College Savings Plans More Necessary than Ever in 2011-2012

The Importance of College Savings PlansNews flash: A college education is expensive. Have you heard that before? While this is probably old news, tuitions rose again during the last school year, 2010 to 2011. There seems to be no end in sight and, as a result, college savings plans have never been more critical.

Highest Attendance Costs Continued to Increase
Sarah Lawrence College in Yonkers, NY, continued to hold the top spot in annual tuition, fees, room, and board with a 2.9 percent increase to $57,384 per school year. Landmark College (Putney, Vt.), Columbia, Wesleyan, Johns Hopkins, and Georgetown followed with annual costs in excess of $53,500 to attend. In many cases, the most expensive universities had one-year cost increases of more than 4 percent.

With the recession came diminished numbers and amounts of scholarships, as many of the largest endowment funds, i.e. Harvard, suffered drastic losses. As college investments declined, the need for tuition increases rose. Even Harvard finally broke the $50,000 annual level with a 4.2 percent increase from 2010 to 2011.
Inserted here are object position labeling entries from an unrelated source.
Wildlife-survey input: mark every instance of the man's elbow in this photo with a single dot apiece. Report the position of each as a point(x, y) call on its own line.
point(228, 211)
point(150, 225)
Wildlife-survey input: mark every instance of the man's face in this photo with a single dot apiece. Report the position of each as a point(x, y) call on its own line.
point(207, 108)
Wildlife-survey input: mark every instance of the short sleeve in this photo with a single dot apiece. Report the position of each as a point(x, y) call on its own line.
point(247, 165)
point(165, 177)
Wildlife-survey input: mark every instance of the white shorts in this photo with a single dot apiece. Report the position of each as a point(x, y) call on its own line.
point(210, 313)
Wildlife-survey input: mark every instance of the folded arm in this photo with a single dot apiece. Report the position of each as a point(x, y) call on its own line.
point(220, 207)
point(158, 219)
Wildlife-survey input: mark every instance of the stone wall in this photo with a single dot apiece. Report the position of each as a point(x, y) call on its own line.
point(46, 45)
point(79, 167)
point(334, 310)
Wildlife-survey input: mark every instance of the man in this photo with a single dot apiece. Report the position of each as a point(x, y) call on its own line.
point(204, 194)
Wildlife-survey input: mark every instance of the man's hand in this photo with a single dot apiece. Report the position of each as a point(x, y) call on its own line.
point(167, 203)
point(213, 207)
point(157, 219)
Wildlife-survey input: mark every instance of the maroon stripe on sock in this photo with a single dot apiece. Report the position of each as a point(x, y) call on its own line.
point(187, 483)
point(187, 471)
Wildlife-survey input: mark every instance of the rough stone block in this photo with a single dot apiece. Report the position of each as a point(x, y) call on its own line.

Strongly Consider College Savings Plans
While state and public universities remain more affordable than some classic private institutions, their costs continue to increase at troubling levels. A 529 education plan or other college fund investment can dramatically help parents and students afford the college of their choice.

For example, 529 plans encourage you to save for a designated beneficiary (usually your child) and offer you tax-deferred growth and tax-sheltered withdrawals for qualified education expenses when your child is ready to enroll. These benefits alone account for the popularity of these college investments.

Administered and regulated by individual states, there are two primary options.

1. Prepaid tuition plans. Some states (13) allow you to pre-purchase tuition plans based on current costs. Your earnings are based on tuition inflation rates so your account keeps pace.
2. Savings plans. Earnings are tied to the market performance of your investments, usually mutual funds. Most states (49) offer this option.

Another outstanding college savings plan to consider is the Gerber Life College Plan, which features guaranteed safe growth, total flexibility (use your money for college or any other purpose), low payment requirements (as little as $10 per week), and adult life insurance protection.

If you annually earn less than $110,000 (single filer) or $220,000 (joint filers), you might consider opening a Coverdell ESA (education savings account). When you use these account funds for qualified education expenses, you enjoy tax-free treatment of your withdrawals for tuition, room, board, fees, and supplies. You also have the flexibility to invest in most popular vehicles, including stocks, bonds and mutual funds.

With future tuition increases on every horizon, college savings plans are more of a necessity than a smart option. There is little more heart-wrenching than telling a child that he or she cannot attend the college of his or her choice because of a lack in available funding. Avoid this potential situation with an effective college savings plan.